Selon Adam Fishbein, le chant des oiseaux est « très complexe » et pourrait comporter ses propres « séquences et modèles de notes, syllabes et motifs », des éléments que l’homme ne reconnaît pas forcément. Nous percevons plutôt l’ordre des sons, alors que cet ordre n’est peut-être pas un facteur important pour les oiseaux.
Dans une étude menée par Adam Fishbein sur des pinsons zébrés, les oiseaux ont été testés pour voir avec quelle précision ils marquaient les changements de sons. Le fait de modifier artificiellement leur chant d’une manière évidente pour les humains n’a suscité que peu de réactions de la part des oiseaux.
En revanche, lorsque le chant était modifié dans une fréquence plus élevée à peine audible pour l’homme, les oiseaux percevaient le changement à un niveau beaucoup plus élevé. On a découvert que, si les pinsons peuvent entendre le même chant, il existe des variations plus infimes dans la « structure temporelle fine », qui décrit les détails à haute fréquence d’une syllabe du chant. Cela signifie que les pinsons pourraient avoir un système de communication beaucoup plus complexe que ce que les scientifiques pensaient initialement.

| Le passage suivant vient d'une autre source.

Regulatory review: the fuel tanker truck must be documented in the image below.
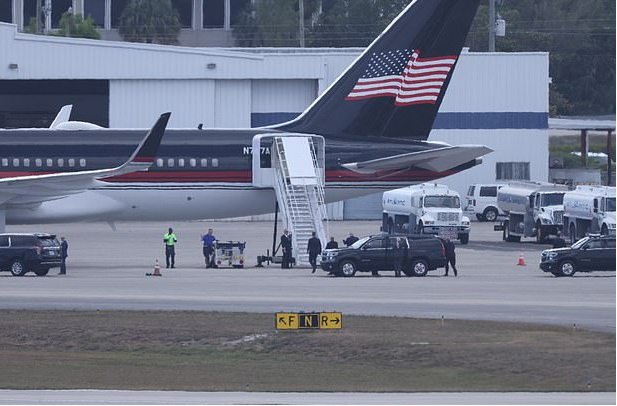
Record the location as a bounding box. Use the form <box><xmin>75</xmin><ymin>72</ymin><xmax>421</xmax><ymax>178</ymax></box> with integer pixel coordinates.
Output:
<box><xmin>563</xmin><ymin>186</ymin><xmax>615</xmax><ymax>242</ymax></box>
<box><xmin>382</xmin><ymin>183</ymin><xmax>470</xmax><ymax>244</ymax></box>
<box><xmin>494</xmin><ymin>181</ymin><xmax>568</xmax><ymax>242</ymax></box>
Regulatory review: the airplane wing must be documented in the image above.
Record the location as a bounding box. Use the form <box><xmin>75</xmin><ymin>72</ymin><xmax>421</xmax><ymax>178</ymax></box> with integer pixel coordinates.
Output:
<box><xmin>0</xmin><ymin>113</ymin><xmax>171</xmax><ymax>206</ymax></box>
<box><xmin>342</xmin><ymin>145</ymin><xmax>493</xmax><ymax>174</ymax></box>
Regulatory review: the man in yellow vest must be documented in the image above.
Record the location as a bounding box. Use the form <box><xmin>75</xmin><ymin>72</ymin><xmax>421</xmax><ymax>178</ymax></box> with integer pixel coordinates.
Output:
<box><xmin>163</xmin><ymin>227</ymin><xmax>178</xmax><ymax>268</ymax></box>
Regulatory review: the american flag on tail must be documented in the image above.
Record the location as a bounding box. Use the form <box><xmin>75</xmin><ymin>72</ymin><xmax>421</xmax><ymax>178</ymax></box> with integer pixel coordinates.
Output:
<box><xmin>345</xmin><ymin>49</ymin><xmax>457</xmax><ymax>106</ymax></box>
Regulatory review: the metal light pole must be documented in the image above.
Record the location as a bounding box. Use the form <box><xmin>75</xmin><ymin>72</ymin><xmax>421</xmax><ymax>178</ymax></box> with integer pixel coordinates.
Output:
<box><xmin>488</xmin><ymin>0</ymin><xmax>495</xmax><ymax>52</ymax></box>
<box><xmin>298</xmin><ymin>0</ymin><xmax>304</xmax><ymax>48</ymax></box>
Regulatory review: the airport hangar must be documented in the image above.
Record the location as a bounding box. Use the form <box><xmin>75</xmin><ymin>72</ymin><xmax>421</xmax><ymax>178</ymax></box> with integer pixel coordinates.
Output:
<box><xmin>0</xmin><ymin>23</ymin><xmax>550</xmax><ymax>219</ymax></box>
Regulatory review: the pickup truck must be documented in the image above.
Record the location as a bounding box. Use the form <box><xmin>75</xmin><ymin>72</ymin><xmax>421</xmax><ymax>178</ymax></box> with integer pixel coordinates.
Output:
<box><xmin>321</xmin><ymin>234</ymin><xmax>446</xmax><ymax>277</ymax></box>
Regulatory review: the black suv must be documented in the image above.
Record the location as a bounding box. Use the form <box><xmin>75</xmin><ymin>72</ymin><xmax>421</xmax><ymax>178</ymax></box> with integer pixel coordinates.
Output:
<box><xmin>0</xmin><ymin>233</ymin><xmax>62</xmax><ymax>276</ymax></box>
<box><xmin>321</xmin><ymin>234</ymin><xmax>446</xmax><ymax>277</ymax></box>
<box><xmin>540</xmin><ymin>235</ymin><xmax>615</xmax><ymax>276</ymax></box>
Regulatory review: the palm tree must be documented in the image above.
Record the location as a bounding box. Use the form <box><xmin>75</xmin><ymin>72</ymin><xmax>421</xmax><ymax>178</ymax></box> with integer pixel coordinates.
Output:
<box><xmin>118</xmin><ymin>0</ymin><xmax>181</xmax><ymax>44</ymax></box>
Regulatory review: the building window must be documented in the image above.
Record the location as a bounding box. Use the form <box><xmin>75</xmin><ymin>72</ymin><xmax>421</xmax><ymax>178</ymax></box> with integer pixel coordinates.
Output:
<box><xmin>171</xmin><ymin>0</ymin><xmax>193</xmax><ymax>28</ymax></box>
<box><xmin>229</xmin><ymin>0</ymin><xmax>251</xmax><ymax>27</ymax></box>
<box><xmin>203</xmin><ymin>0</ymin><xmax>225</xmax><ymax>28</ymax></box>
<box><xmin>495</xmin><ymin>162</ymin><xmax>530</xmax><ymax>180</ymax></box>
<box><xmin>51</xmin><ymin>0</ymin><xmax>73</xmax><ymax>28</ymax></box>
<box><xmin>84</xmin><ymin>0</ymin><xmax>105</xmax><ymax>28</ymax></box>
<box><xmin>111</xmin><ymin>0</ymin><xmax>129</xmax><ymax>28</ymax></box>
<box><xmin>22</xmin><ymin>0</ymin><xmax>38</xmax><ymax>30</ymax></box>
<box><xmin>0</xmin><ymin>1</ymin><xmax>13</xmax><ymax>23</ymax></box>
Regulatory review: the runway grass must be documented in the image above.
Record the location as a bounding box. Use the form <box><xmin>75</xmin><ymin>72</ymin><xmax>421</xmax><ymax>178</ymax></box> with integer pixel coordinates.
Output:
<box><xmin>0</xmin><ymin>310</ymin><xmax>616</xmax><ymax>392</ymax></box>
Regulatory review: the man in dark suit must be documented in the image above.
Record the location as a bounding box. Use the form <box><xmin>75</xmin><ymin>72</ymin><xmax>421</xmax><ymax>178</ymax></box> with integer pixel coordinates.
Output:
<box><xmin>306</xmin><ymin>231</ymin><xmax>321</xmax><ymax>273</ymax></box>
<box><xmin>281</xmin><ymin>230</ymin><xmax>293</xmax><ymax>269</ymax></box>
<box><xmin>443</xmin><ymin>238</ymin><xmax>458</xmax><ymax>276</ymax></box>
<box><xmin>58</xmin><ymin>236</ymin><xmax>69</xmax><ymax>275</ymax></box>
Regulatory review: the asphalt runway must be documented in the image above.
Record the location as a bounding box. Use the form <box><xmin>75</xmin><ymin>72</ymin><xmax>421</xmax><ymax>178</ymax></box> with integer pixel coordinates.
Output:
<box><xmin>0</xmin><ymin>221</ymin><xmax>616</xmax><ymax>333</ymax></box>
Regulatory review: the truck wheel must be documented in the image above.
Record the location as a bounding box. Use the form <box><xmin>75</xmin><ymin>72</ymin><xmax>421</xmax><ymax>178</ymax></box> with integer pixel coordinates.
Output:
<box><xmin>339</xmin><ymin>260</ymin><xmax>357</xmax><ymax>278</ymax></box>
<box><xmin>484</xmin><ymin>207</ymin><xmax>499</xmax><ymax>221</ymax></box>
<box><xmin>600</xmin><ymin>224</ymin><xmax>608</xmax><ymax>235</ymax></box>
<box><xmin>11</xmin><ymin>259</ymin><xmax>28</xmax><ymax>276</ymax></box>
<box><xmin>559</xmin><ymin>259</ymin><xmax>576</xmax><ymax>276</ymax></box>
<box><xmin>405</xmin><ymin>259</ymin><xmax>428</xmax><ymax>276</ymax></box>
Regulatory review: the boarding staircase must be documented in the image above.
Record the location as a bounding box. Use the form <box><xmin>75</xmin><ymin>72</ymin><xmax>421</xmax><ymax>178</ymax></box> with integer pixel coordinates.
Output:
<box><xmin>272</xmin><ymin>136</ymin><xmax>328</xmax><ymax>266</ymax></box>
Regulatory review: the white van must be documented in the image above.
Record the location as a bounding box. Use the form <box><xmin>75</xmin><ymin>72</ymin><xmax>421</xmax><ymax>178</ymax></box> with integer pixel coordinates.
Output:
<box><xmin>465</xmin><ymin>183</ymin><xmax>506</xmax><ymax>221</ymax></box>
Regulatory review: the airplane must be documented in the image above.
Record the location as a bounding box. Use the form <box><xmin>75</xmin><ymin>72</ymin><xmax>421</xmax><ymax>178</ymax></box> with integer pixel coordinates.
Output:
<box><xmin>0</xmin><ymin>0</ymin><xmax>491</xmax><ymax>230</ymax></box>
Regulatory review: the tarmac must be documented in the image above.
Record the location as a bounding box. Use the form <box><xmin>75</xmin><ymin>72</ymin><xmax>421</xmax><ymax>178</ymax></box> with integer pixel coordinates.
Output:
<box><xmin>0</xmin><ymin>221</ymin><xmax>616</xmax><ymax>333</ymax></box>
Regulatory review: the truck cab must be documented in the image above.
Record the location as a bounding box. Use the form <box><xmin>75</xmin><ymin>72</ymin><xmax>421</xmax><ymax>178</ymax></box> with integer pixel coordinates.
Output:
<box><xmin>382</xmin><ymin>183</ymin><xmax>470</xmax><ymax>244</ymax></box>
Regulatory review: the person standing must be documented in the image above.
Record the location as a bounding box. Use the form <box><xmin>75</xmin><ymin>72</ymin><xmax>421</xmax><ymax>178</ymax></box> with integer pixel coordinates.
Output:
<box><xmin>306</xmin><ymin>231</ymin><xmax>321</xmax><ymax>273</ymax></box>
<box><xmin>163</xmin><ymin>227</ymin><xmax>178</xmax><ymax>268</ymax></box>
<box><xmin>393</xmin><ymin>238</ymin><xmax>407</xmax><ymax>278</ymax></box>
<box><xmin>326</xmin><ymin>237</ymin><xmax>338</xmax><ymax>250</ymax></box>
<box><xmin>343</xmin><ymin>233</ymin><xmax>359</xmax><ymax>247</ymax></box>
<box><xmin>201</xmin><ymin>228</ymin><xmax>216</xmax><ymax>268</ymax></box>
<box><xmin>58</xmin><ymin>235</ymin><xmax>69</xmax><ymax>275</ymax></box>
<box><xmin>281</xmin><ymin>229</ymin><xmax>293</xmax><ymax>269</ymax></box>
<box><xmin>443</xmin><ymin>238</ymin><xmax>458</xmax><ymax>276</ymax></box>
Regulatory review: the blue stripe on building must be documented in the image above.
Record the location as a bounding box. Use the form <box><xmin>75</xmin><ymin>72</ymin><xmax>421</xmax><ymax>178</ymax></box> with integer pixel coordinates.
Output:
<box><xmin>251</xmin><ymin>112</ymin><xmax>548</xmax><ymax>130</ymax></box>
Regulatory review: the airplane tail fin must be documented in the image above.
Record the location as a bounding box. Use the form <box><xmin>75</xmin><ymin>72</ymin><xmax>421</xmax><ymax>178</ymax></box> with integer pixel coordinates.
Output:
<box><xmin>271</xmin><ymin>0</ymin><xmax>479</xmax><ymax>140</ymax></box>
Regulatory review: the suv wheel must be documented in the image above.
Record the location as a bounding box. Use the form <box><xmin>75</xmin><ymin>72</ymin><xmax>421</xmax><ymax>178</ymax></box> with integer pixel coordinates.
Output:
<box><xmin>405</xmin><ymin>259</ymin><xmax>428</xmax><ymax>276</ymax></box>
<box><xmin>484</xmin><ymin>207</ymin><xmax>499</xmax><ymax>221</ymax></box>
<box><xmin>11</xmin><ymin>259</ymin><xmax>27</xmax><ymax>276</ymax></box>
<box><xmin>340</xmin><ymin>260</ymin><xmax>357</xmax><ymax>278</ymax></box>
<box><xmin>34</xmin><ymin>268</ymin><xmax>49</xmax><ymax>276</ymax></box>
<box><xmin>559</xmin><ymin>259</ymin><xmax>576</xmax><ymax>276</ymax></box>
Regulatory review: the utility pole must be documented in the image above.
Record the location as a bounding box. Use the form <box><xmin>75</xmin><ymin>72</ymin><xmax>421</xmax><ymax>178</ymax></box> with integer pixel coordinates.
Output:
<box><xmin>488</xmin><ymin>0</ymin><xmax>495</xmax><ymax>52</ymax></box>
<box><xmin>35</xmin><ymin>0</ymin><xmax>43</xmax><ymax>34</ymax></box>
<box><xmin>298</xmin><ymin>0</ymin><xmax>304</xmax><ymax>48</ymax></box>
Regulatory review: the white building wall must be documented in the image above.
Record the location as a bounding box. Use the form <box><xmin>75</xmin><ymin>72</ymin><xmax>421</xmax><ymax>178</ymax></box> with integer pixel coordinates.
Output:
<box><xmin>213</xmin><ymin>80</ymin><xmax>251</xmax><ymax>128</ymax></box>
<box><xmin>109</xmin><ymin>79</ymin><xmax>218</xmax><ymax>128</ymax></box>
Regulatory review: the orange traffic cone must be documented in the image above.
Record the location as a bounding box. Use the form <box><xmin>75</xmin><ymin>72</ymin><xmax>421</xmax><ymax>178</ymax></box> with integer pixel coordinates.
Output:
<box><xmin>146</xmin><ymin>258</ymin><xmax>163</xmax><ymax>276</ymax></box>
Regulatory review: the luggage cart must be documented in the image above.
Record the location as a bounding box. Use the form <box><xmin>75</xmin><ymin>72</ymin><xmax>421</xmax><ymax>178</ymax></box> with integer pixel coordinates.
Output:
<box><xmin>214</xmin><ymin>241</ymin><xmax>246</xmax><ymax>268</ymax></box>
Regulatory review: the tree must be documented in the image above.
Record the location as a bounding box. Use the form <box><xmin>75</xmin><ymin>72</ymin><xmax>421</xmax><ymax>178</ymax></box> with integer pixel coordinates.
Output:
<box><xmin>118</xmin><ymin>0</ymin><xmax>181</xmax><ymax>44</ymax></box>
<box><xmin>53</xmin><ymin>12</ymin><xmax>101</xmax><ymax>39</ymax></box>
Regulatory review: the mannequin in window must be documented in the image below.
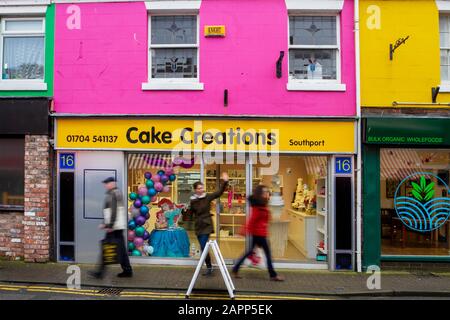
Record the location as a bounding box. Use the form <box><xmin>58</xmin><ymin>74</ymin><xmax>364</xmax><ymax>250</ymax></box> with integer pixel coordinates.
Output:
<box><xmin>307</xmin><ymin>53</ymin><xmax>322</xmax><ymax>80</ymax></box>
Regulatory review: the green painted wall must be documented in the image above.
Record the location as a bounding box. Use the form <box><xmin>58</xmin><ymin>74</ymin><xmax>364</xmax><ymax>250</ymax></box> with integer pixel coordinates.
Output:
<box><xmin>362</xmin><ymin>145</ymin><xmax>381</xmax><ymax>270</ymax></box>
<box><xmin>0</xmin><ymin>4</ymin><xmax>55</xmax><ymax>97</ymax></box>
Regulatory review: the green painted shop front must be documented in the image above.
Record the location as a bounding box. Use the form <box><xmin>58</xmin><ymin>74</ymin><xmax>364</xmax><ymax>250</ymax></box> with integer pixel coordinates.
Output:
<box><xmin>362</xmin><ymin>117</ymin><xmax>450</xmax><ymax>269</ymax></box>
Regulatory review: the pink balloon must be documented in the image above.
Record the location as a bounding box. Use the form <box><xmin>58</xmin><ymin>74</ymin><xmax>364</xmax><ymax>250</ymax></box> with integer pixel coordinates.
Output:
<box><xmin>133</xmin><ymin>237</ymin><xmax>144</xmax><ymax>247</ymax></box>
<box><xmin>138</xmin><ymin>187</ymin><xmax>148</xmax><ymax>196</ymax></box>
<box><xmin>155</xmin><ymin>182</ymin><xmax>164</xmax><ymax>192</ymax></box>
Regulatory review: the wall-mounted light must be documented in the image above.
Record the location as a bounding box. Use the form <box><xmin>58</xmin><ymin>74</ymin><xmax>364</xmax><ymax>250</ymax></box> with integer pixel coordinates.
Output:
<box><xmin>277</xmin><ymin>51</ymin><xmax>284</xmax><ymax>79</ymax></box>
<box><xmin>389</xmin><ymin>36</ymin><xmax>409</xmax><ymax>61</ymax></box>
<box><xmin>223</xmin><ymin>89</ymin><xmax>228</xmax><ymax>107</ymax></box>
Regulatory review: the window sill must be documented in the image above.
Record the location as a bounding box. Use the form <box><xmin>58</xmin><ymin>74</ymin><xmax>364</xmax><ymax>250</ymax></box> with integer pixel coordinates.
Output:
<box><xmin>287</xmin><ymin>82</ymin><xmax>347</xmax><ymax>91</ymax></box>
<box><xmin>439</xmin><ymin>83</ymin><xmax>450</xmax><ymax>93</ymax></box>
<box><xmin>0</xmin><ymin>80</ymin><xmax>47</xmax><ymax>91</ymax></box>
<box><xmin>142</xmin><ymin>81</ymin><xmax>204</xmax><ymax>90</ymax></box>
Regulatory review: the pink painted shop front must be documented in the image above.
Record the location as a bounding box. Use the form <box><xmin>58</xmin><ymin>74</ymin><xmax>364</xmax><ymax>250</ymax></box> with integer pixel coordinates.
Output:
<box><xmin>54</xmin><ymin>0</ymin><xmax>356</xmax><ymax>117</ymax></box>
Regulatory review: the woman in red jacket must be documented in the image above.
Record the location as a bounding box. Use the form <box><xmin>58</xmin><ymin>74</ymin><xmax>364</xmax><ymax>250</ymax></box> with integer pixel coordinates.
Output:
<box><xmin>233</xmin><ymin>185</ymin><xmax>284</xmax><ymax>281</ymax></box>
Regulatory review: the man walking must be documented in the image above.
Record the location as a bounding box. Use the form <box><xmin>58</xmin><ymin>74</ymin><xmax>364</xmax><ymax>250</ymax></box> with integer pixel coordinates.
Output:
<box><xmin>91</xmin><ymin>177</ymin><xmax>133</xmax><ymax>278</ymax></box>
<box><xmin>190</xmin><ymin>172</ymin><xmax>228</xmax><ymax>276</ymax></box>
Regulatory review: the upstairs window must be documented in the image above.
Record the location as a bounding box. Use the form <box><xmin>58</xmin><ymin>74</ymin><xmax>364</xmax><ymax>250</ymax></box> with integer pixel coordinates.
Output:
<box><xmin>439</xmin><ymin>14</ymin><xmax>450</xmax><ymax>82</ymax></box>
<box><xmin>1</xmin><ymin>18</ymin><xmax>45</xmax><ymax>80</ymax></box>
<box><xmin>149</xmin><ymin>15</ymin><xmax>198</xmax><ymax>81</ymax></box>
<box><xmin>289</xmin><ymin>15</ymin><xmax>340</xmax><ymax>82</ymax></box>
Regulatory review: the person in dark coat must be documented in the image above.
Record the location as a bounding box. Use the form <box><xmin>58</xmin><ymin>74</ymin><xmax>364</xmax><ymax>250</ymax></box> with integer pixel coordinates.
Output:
<box><xmin>190</xmin><ymin>173</ymin><xmax>228</xmax><ymax>276</ymax></box>
<box><xmin>90</xmin><ymin>177</ymin><xmax>133</xmax><ymax>279</ymax></box>
<box><xmin>232</xmin><ymin>185</ymin><xmax>284</xmax><ymax>281</ymax></box>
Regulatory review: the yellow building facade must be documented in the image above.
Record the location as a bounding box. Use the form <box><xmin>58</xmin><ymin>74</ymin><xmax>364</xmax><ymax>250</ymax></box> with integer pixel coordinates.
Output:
<box><xmin>360</xmin><ymin>0</ymin><xmax>450</xmax><ymax>108</ymax></box>
<box><xmin>359</xmin><ymin>0</ymin><xmax>450</xmax><ymax>269</ymax></box>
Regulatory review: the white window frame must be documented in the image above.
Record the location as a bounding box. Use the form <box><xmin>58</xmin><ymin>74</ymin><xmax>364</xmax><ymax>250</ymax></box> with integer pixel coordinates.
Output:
<box><xmin>0</xmin><ymin>16</ymin><xmax>47</xmax><ymax>91</ymax></box>
<box><xmin>142</xmin><ymin>11</ymin><xmax>204</xmax><ymax>90</ymax></box>
<box><xmin>287</xmin><ymin>12</ymin><xmax>346</xmax><ymax>91</ymax></box>
<box><xmin>439</xmin><ymin>12</ymin><xmax>450</xmax><ymax>92</ymax></box>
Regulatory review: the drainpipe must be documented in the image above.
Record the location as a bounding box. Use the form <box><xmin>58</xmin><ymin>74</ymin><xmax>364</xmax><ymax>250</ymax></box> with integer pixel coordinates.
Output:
<box><xmin>354</xmin><ymin>0</ymin><xmax>362</xmax><ymax>272</ymax></box>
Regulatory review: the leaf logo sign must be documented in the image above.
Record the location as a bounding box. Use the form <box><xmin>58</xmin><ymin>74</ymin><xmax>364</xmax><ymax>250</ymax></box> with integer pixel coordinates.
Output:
<box><xmin>394</xmin><ymin>172</ymin><xmax>450</xmax><ymax>232</ymax></box>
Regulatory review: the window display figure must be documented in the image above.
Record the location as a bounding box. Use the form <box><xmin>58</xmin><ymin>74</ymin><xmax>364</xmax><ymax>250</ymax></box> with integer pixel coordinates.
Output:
<box><xmin>190</xmin><ymin>172</ymin><xmax>228</xmax><ymax>276</ymax></box>
<box><xmin>150</xmin><ymin>198</ymin><xmax>190</xmax><ymax>257</ymax></box>
<box><xmin>307</xmin><ymin>54</ymin><xmax>322</xmax><ymax>80</ymax></box>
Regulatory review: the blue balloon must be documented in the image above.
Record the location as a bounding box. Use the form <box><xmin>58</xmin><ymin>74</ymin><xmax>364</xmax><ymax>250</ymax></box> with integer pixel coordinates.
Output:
<box><xmin>145</xmin><ymin>180</ymin><xmax>155</xmax><ymax>189</ymax></box>
<box><xmin>128</xmin><ymin>220</ymin><xmax>136</xmax><ymax>230</ymax></box>
<box><xmin>148</xmin><ymin>188</ymin><xmax>157</xmax><ymax>197</ymax></box>
<box><xmin>140</xmin><ymin>206</ymin><xmax>148</xmax><ymax>216</ymax></box>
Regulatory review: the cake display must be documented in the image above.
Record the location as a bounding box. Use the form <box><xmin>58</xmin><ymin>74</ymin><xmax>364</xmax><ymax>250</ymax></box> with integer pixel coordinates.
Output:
<box><xmin>269</xmin><ymin>176</ymin><xmax>284</xmax><ymax>219</ymax></box>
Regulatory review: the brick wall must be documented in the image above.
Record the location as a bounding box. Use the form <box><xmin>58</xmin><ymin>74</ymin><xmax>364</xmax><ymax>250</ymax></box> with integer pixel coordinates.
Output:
<box><xmin>0</xmin><ymin>212</ymin><xmax>23</xmax><ymax>260</ymax></box>
<box><xmin>23</xmin><ymin>135</ymin><xmax>51</xmax><ymax>262</ymax></box>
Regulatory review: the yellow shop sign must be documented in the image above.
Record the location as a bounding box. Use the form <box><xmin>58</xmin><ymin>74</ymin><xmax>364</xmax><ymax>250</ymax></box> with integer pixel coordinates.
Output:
<box><xmin>205</xmin><ymin>26</ymin><xmax>225</xmax><ymax>37</ymax></box>
<box><xmin>55</xmin><ymin>118</ymin><xmax>355</xmax><ymax>153</ymax></box>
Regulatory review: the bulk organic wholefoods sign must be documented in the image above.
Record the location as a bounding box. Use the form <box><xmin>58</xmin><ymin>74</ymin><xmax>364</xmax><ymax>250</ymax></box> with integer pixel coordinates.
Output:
<box><xmin>365</xmin><ymin>118</ymin><xmax>450</xmax><ymax>146</ymax></box>
<box><xmin>55</xmin><ymin>118</ymin><xmax>355</xmax><ymax>153</ymax></box>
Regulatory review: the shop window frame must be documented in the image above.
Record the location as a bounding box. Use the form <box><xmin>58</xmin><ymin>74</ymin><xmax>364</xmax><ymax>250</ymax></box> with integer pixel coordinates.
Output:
<box><xmin>0</xmin><ymin>14</ymin><xmax>47</xmax><ymax>91</ymax></box>
<box><xmin>142</xmin><ymin>9</ymin><xmax>204</xmax><ymax>90</ymax></box>
<box><xmin>287</xmin><ymin>11</ymin><xmax>346</xmax><ymax>91</ymax></box>
<box><xmin>0</xmin><ymin>136</ymin><xmax>25</xmax><ymax>213</ymax></box>
<box><xmin>439</xmin><ymin>10</ymin><xmax>450</xmax><ymax>92</ymax></box>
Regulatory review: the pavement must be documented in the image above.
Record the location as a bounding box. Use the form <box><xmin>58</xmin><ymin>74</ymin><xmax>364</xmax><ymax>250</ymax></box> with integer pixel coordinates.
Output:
<box><xmin>0</xmin><ymin>261</ymin><xmax>450</xmax><ymax>298</ymax></box>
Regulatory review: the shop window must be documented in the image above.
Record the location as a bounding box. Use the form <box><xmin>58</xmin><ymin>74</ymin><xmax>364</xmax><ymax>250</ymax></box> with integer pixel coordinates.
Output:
<box><xmin>1</xmin><ymin>18</ymin><xmax>45</xmax><ymax>81</ymax></box>
<box><xmin>144</xmin><ymin>15</ymin><xmax>202</xmax><ymax>90</ymax></box>
<box><xmin>0</xmin><ymin>138</ymin><xmax>25</xmax><ymax>209</ymax></box>
<box><xmin>127</xmin><ymin>153</ymin><xmax>201</xmax><ymax>258</ymax></box>
<box><xmin>253</xmin><ymin>155</ymin><xmax>329</xmax><ymax>261</ymax></box>
<box><xmin>289</xmin><ymin>15</ymin><xmax>340</xmax><ymax>90</ymax></box>
<box><xmin>380</xmin><ymin>149</ymin><xmax>450</xmax><ymax>256</ymax></box>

« C’est une dimension du son qu’ils entendent beaucoup mieux que nous », a déclaré Adam Fishbein. « Il se peut donc qu’ils aient accès à ce niveau de son que nous n’avons pas lorsque nous écoutons le chant des oiseaux. »
Comme l’a dit Erich Jarvis, d’après sa propre expérience, « je pense que nous, les humains, avons tendance à surestimer à quel point nous sommes différents… Et puis un an plus tard, nous faisons une découverte sur la connectivité du circuit, ou le mécanisme de production des sons, et c’est tellement semblable aux humains ».